И вот Зинченко снова сидит передо мной. Щурит рыжие глазки на бледном треугольном лице. Длинные спутанные волосы на плечах разбегаются сальными змейками. Странно, что его еще не постригли.
— Ну, здравствуй, Иван, — говорю я. — Помнишь, на чем мы с тобой кончили прошлый раз?
— Мне за это не платят, — угрюмо отвечает Зинченко и подчеркнуто равнодушно смотрит куда-то в сторону.
— Ну что ж. Тогда я тебе напомню. Ты сказал: «Когда Федька будет тут, у вас, тогда я и расскажу, что было в тот вечер на стройплощадке, когда мы с Федькой бутылку собирались там распить». Так, что ли, ты сказал тогда?

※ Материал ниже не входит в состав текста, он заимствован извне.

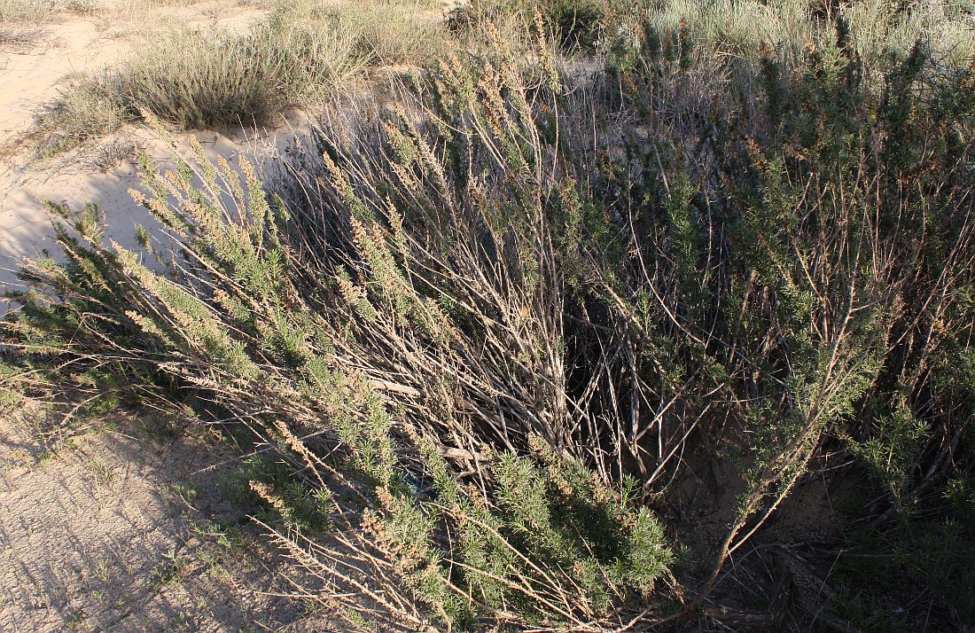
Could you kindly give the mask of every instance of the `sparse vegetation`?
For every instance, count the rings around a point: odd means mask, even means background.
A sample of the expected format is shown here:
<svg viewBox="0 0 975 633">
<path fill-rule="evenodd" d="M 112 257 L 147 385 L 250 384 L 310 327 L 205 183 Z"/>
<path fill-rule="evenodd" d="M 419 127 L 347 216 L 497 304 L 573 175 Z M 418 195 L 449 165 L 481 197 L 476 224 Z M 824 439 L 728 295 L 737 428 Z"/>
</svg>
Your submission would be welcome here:
<svg viewBox="0 0 975 633">
<path fill-rule="evenodd" d="M 194 128 L 420 66 L 262 175 L 142 157 L 138 252 L 52 205 L 15 363 L 259 447 L 235 502 L 349 628 L 971 621 L 971 9 L 483 0 L 429 61 L 342 11 L 104 81 Z"/>
</svg>

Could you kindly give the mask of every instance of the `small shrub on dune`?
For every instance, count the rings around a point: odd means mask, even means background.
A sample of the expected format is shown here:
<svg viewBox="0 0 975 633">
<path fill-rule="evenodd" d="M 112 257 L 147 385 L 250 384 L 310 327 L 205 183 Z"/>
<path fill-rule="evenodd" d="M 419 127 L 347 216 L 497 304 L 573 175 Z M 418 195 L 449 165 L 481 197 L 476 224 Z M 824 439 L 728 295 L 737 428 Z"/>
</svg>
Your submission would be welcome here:
<svg viewBox="0 0 975 633">
<path fill-rule="evenodd" d="M 877 564 L 956 627 L 967 559 L 937 570 L 972 531 L 975 70 L 923 42 L 868 59 L 841 16 L 717 58 L 644 17 L 593 80 L 545 47 L 450 56 L 263 182 L 199 146 L 143 161 L 167 239 L 106 247 L 86 207 L 65 264 L 21 270 L 10 344 L 274 447 L 294 488 L 252 483 L 262 525 L 350 627 L 853 617 L 790 591 L 769 527 L 858 473 L 857 524 L 912 548 Z"/>
<path fill-rule="evenodd" d="M 262 125 L 337 85 L 358 63 L 345 33 L 266 23 L 245 35 L 174 34 L 106 82 L 130 108 L 181 129 Z"/>
<path fill-rule="evenodd" d="M 35 126 L 39 153 L 50 157 L 115 132 L 133 116 L 117 95 L 87 78 L 62 92 Z"/>
<path fill-rule="evenodd" d="M 422 65 L 444 50 L 441 25 L 423 5 L 389 0 L 364 0 L 335 5 L 316 0 L 282 3 L 271 20 L 282 24 L 304 24 L 324 31 L 345 33 L 357 58 L 372 65 Z"/>
</svg>

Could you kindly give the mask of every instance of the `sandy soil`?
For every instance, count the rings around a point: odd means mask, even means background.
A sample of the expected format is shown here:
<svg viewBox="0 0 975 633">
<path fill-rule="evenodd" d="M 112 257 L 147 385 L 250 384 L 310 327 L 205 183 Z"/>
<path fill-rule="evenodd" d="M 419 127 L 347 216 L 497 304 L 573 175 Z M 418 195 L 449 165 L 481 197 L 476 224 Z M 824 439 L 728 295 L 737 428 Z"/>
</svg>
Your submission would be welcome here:
<svg viewBox="0 0 975 633">
<path fill-rule="evenodd" d="M 31 31 L 34 41 L 0 48 L 0 289 L 17 286 L 20 259 L 53 247 L 44 199 L 98 203 L 107 237 L 126 246 L 136 224 L 154 225 L 128 193 L 138 184 L 131 160 L 106 170 L 77 154 L 38 162 L 21 135 L 71 73 L 136 46 L 141 24 L 246 28 L 262 14 L 226 0 L 164 2 L 58 16 Z M 259 163 L 291 135 L 198 138 L 214 156 Z M 143 130 L 113 140 L 167 164 L 169 148 Z M 284 568 L 227 500 L 240 466 L 232 452 L 151 419 L 98 420 L 64 435 L 36 407 L 0 412 L 0 631 L 335 630 L 325 614 L 273 595 L 288 590 Z"/>
<path fill-rule="evenodd" d="M 0 630 L 330 628 L 271 595 L 288 586 L 226 498 L 229 451 L 151 419 L 67 441 L 48 423 L 0 424 Z"/>
<path fill-rule="evenodd" d="M 57 98 L 72 74 L 91 72 L 117 61 L 153 29 L 167 25 L 214 25 L 247 28 L 266 10 L 222 0 L 197 4 L 172 4 L 141 9 L 134 0 L 115 4 L 92 16 L 59 16 L 36 27 L 29 46 L 0 49 L 0 288 L 16 287 L 17 262 L 52 248 L 51 219 L 43 200 L 73 206 L 98 203 L 106 214 L 106 236 L 125 246 L 134 245 L 136 224 L 153 226 L 152 219 L 128 194 L 138 180 L 131 159 L 95 167 L 78 152 L 55 161 L 32 156 L 24 134 L 36 117 Z M 151 7 L 152 4 L 149 4 Z M 201 140 L 213 153 L 233 156 L 252 152 L 254 135 L 234 139 L 203 135 Z M 119 142 L 147 151 L 165 164 L 170 150 L 144 130 L 129 129 L 102 145 Z M 92 148 L 87 148 L 91 150 Z M 5 306 L 0 305 L 0 312 Z"/>
</svg>

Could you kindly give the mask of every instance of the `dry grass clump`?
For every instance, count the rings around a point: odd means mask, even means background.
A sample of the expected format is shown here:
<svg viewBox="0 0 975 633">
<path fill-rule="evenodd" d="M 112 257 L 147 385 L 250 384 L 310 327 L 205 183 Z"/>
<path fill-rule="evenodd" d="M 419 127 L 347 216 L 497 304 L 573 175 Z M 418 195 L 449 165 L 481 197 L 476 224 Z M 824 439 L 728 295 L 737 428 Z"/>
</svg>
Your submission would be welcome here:
<svg viewBox="0 0 975 633">
<path fill-rule="evenodd" d="M 373 65 L 420 65 L 444 49 L 445 32 L 429 3 L 417 0 L 365 0 L 335 4 L 287 0 L 272 20 L 346 33 L 355 54 Z"/>
<path fill-rule="evenodd" d="M 125 103 L 105 86 L 86 77 L 75 80 L 35 125 L 42 158 L 71 150 L 111 134 L 133 119 Z"/>
<path fill-rule="evenodd" d="M 265 125 L 363 63 L 339 31 L 262 22 L 243 35 L 170 31 L 118 67 L 80 78 L 35 127 L 51 156 L 148 112 L 182 130 Z"/>
<path fill-rule="evenodd" d="M 244 35 L 173 32 L 103 82 L 130 110 L 180 129 L 263 125 L 360 63 L 347 33 L 266 22 Z"/>
<path fill-rule="evenodd" d="M 69 149 L 151 113 L 176 129 L 273 123 L 366 64 L 421 63 L 443 35 L 421 5 L 288 2 L 244 34 L 165 33 L 77 82 L 42 117 L 42 153 Z"/>
<path fill-rule="evenodd" d="M 595 77 L 539 20 L 527 69 L 448 56 L 263 181 L 143 159 L 167 234 L 52 205 L 16 362 L 274 451 L 263 525 L 350 628 L 958 628 L 975 68 L 725 8 L 602 22 Z M 777 523 L 824 484 L 848 519 Z"/>
</svg>

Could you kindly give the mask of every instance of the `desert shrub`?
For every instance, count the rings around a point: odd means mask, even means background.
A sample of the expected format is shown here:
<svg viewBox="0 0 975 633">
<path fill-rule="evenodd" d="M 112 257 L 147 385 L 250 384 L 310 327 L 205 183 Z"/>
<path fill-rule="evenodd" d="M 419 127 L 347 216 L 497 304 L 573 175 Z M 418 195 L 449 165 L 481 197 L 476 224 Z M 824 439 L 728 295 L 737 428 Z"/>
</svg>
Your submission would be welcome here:
<svg viewBox="0 0 975 633">
<path fill-rule="evenodd" d="M 454 29 L 481 33 L 512 20 L 522 28 L 532 25 L 536 16 L 560 49 L 567 53 L 593 52 L 621 21 L 637 11 L 638 2 L 628 0 L 472 0 L 448 15 Z M 510 24 L 509 24 L 510 29 Z"/>
<path fill-rule="evenodd" d="M 811 474 L 876 493 L 855 518 L 925 553 L 888 569 L 956 625 L 968 569 L 933 570 L 970 534 L 975 72 L 923 42 L 868 66 L 843 16 L 805 20 L 815 46 L 744 62 L 643 20 L 592 81 L 450 56 L 263 182 L 144 162 L 176 249 L 143 234 L 150 269 L 84 210 L 7 335 L 278 447 L 332 532 L 267 527 L 350 625 L 783 624 L 766 528 Z"/>
<path fill-rule="evenodd" d="M 80 78 L 61 92 L 35 125 L 42 157 L 100 138 L 131 121 L 133 115 L 104 85 Z"/>
<path fill-rule="evenodd" d="M 182 129 L 261 125 L 357 65 L 346 33 L 268 22 L 244 35 L 174 33 L 103 83 L 131 110 Z"/>
<path fill-rule="evenodd" d="M 389 0 L 339 6 L 293 0 L 276 7 L 272 20 L 348 33 L 354 54 L 372 64 L 422 64 L 436 58 L 446 39 L 440 24 L 423 15 L 423 8 L 417 2 Z"/>
</svg>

— Не помню… — еще больше мрачнея, цедит сквозь зубы Зинченко, по-прежнему не глядя в мою сторону.
Я понимаю его состояние. За ним нет другого, более тяжкого преступления, как за Федькой, ему нет расчета признаваться и получать наказание за то, что он совершил тогда в котловане. Его достаточно страшит и это наказание, которое ему по справедливости следует. И потому добиться от него признания в этом преступлении будет куда труднее, чем от Федьки. Если только… Ага! Что ж, если Зинченко не захочет ничего рассказывать, я прибегну к другому способу. Мне сейчас пришла в голову, кажется, неплохая мысль.

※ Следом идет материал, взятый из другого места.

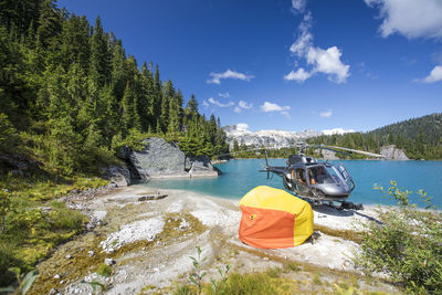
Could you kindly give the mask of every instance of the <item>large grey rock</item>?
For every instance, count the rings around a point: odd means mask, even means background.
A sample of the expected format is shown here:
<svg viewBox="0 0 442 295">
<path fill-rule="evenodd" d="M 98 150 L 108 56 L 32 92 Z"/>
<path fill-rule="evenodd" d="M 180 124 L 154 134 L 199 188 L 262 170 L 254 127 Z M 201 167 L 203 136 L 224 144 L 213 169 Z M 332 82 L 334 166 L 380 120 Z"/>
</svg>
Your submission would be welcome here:
<svg viewBox="0 0 442 295">
<path fill-rule="evenodd" d="M 127 187 L 131 183 L 131 176 L 128 168 L 123 166 L 110 166 L 105 168 L 105 177 L 117 187 Z"/>
<path fill-rule="evenodd" d="M 403 150 L 396 148 L 394 145 L 381 147 L 380 155 L 386 156 L 387 160 L 409 160 Z"/>
<path fill-rule="evenodd" d="M 143 140 L 141 150 L 133 150 L 130 162 L 143 180 L 162 177 L 189 177 L 185 170 L 186 155 L 176 144 L 162 138 L 151 137 Z"/>
<path fill-rule="evenodd" d="M 190 177 L 214 177 L 218 171 L 213 169 L 210 158 L 207 156 L 197 156 L 191 160 Z"/>
</svg>

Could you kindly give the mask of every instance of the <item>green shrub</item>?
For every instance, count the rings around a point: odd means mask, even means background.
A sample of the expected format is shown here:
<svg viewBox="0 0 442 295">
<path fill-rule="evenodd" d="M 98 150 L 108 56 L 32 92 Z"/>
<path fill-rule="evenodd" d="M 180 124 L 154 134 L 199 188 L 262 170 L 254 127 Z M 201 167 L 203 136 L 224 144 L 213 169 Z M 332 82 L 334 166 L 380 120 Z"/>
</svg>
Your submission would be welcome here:
<svg viewBox="0 0 442 295">
<path fill-rule="evenodd" d="M 220 294 L 278 294 L 280 282 L 273 281 L 266 273 L 229 275 Z"/>
<path fill-rule="evenodd" d="M 102 263 L 98 266 L 97 274 L 108 277 L 112 274 L 112 267 L 105 263 Z"/>
<path fill-rule="evenodd" d="M 13 255 L 15 243 L 7 239 L 0 240 L 0 286 L 4 286 L 14 280 L 14 274 L 9 267 L 17 263 Z"/>
<path fill-rule="evenodd" d="M 81 212 L 67 209 L 65 207 L 52 210 L 50 217 L 54 228 L 60 230 L 80 231 L 83 223 L 86 221 L 86 217 Z"/>
<path fill-rule="evenodd" d="M 379 221 L 367 223 L 361 234 L 361 252 L 355 264 L 366 273 L 383 272 L 410 292 L 442 289 L 442 218 L 435 210 L 419 210 L 409 203 L 410 191 L 391 181 L 386 192 L 398 207 L 379 210 Z M 430 198 L 419 191 L 430 206 Z"/>
</svg>

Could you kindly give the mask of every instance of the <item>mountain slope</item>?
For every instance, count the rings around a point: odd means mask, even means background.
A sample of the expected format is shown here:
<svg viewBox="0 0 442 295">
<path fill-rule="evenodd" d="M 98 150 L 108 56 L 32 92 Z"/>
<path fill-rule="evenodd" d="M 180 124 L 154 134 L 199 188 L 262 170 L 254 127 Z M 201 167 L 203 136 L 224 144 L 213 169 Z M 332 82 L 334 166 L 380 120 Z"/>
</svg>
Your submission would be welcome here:
<svg viewBox="0 0 442 295">
<path fill-rule="evenodd" d="M 442 159 L 442 113 L 390 124 L 368 133 L 319 136 L 309 141 L 377 152 L 382 146 L 396 145 L 411 159 Z"/>
<path fill-rule="evenodd" d="M 302 133 L 284 130 L 260 130 L 252 133 L 242 124 L 228 125 L 222 127 L 222 129 L 227 134 L 227 141 L 229 143 L 231 149 L 233 148 L 235 140 L 239 145 L 281 148 L 290 146 L 295 141 L 320 135 L 320 133 L 314 130 L 305 130 Z"/>
</svg>

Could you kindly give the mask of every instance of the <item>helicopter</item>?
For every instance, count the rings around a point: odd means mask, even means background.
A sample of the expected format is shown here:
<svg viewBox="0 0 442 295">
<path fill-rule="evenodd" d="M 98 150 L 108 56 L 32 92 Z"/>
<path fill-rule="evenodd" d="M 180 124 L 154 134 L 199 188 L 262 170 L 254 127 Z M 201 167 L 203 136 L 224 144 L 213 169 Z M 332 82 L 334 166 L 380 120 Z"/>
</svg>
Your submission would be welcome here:
<svg viewBox="0 0 442 295">
<path fill-rule="evenodd" d="M 346 154 L 341 151 L 346 150 L 370 157 L 385 158 L 383 155 L 336 146 L 304 145 L 302 149 L 305 147 L 327 149 L 340 154 Z M 327 204 L 340 210 L 364 209 L 362 204 L 346 201 L 355 189 L 355 182 L 344 165 L 318 161 L 314 157 L 305 156 L 303 152 L 288 156 L 286 164 L 287 166 L 284 167 L 271 166 L 265 150 L 265 166 L 260 171 L 266 171 L 267 178 L 270 172 L 281 176 L 286 190 L 292 191 L 295 196 L 309 201 L 314 206 Z M 335 202 L 340 203 L 340 206 L 335 206 Z"/>
</svg>

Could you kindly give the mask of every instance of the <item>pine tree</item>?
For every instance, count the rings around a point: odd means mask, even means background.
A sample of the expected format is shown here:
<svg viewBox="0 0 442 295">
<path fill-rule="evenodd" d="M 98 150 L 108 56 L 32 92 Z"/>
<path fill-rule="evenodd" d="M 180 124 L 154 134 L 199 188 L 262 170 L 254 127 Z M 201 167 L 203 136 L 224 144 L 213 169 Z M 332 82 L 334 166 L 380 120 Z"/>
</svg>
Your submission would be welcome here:
<svg viewBox="0 0 442 295">
<path fill-rule="evenodd" d="M 103 87 L 105 83 L 110 82 L 109 56 L 102 20 L 97 17 L 91 39 L 91 78 L 98 87 Z"/>
</svg>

— Ты так сказал, — говорю я. — Точно так. Ну, и вот Федор у нас. Если потребуется, дадим тебе очную ставку с ним. И он нам все рассказал, Иван. Все, как было в тот вечер. И как крик вы услышали. И как ты идти не хотел. И как вы труп женщины на дне котлована обнаружили…
Я нарочно не договариваю. И нарочно не все точно передаю. Я жду реакции Зинченко на это сообщение. И сразу замечаю, как при первых же моих словах он напрягается и дальше уже ловит каждое мое слово. От скрытого волнения на его бледных щеках проступает еле заметный румянец, особенно на висках, около ушей. Но взгляд его по-прежнему ускользает от меня.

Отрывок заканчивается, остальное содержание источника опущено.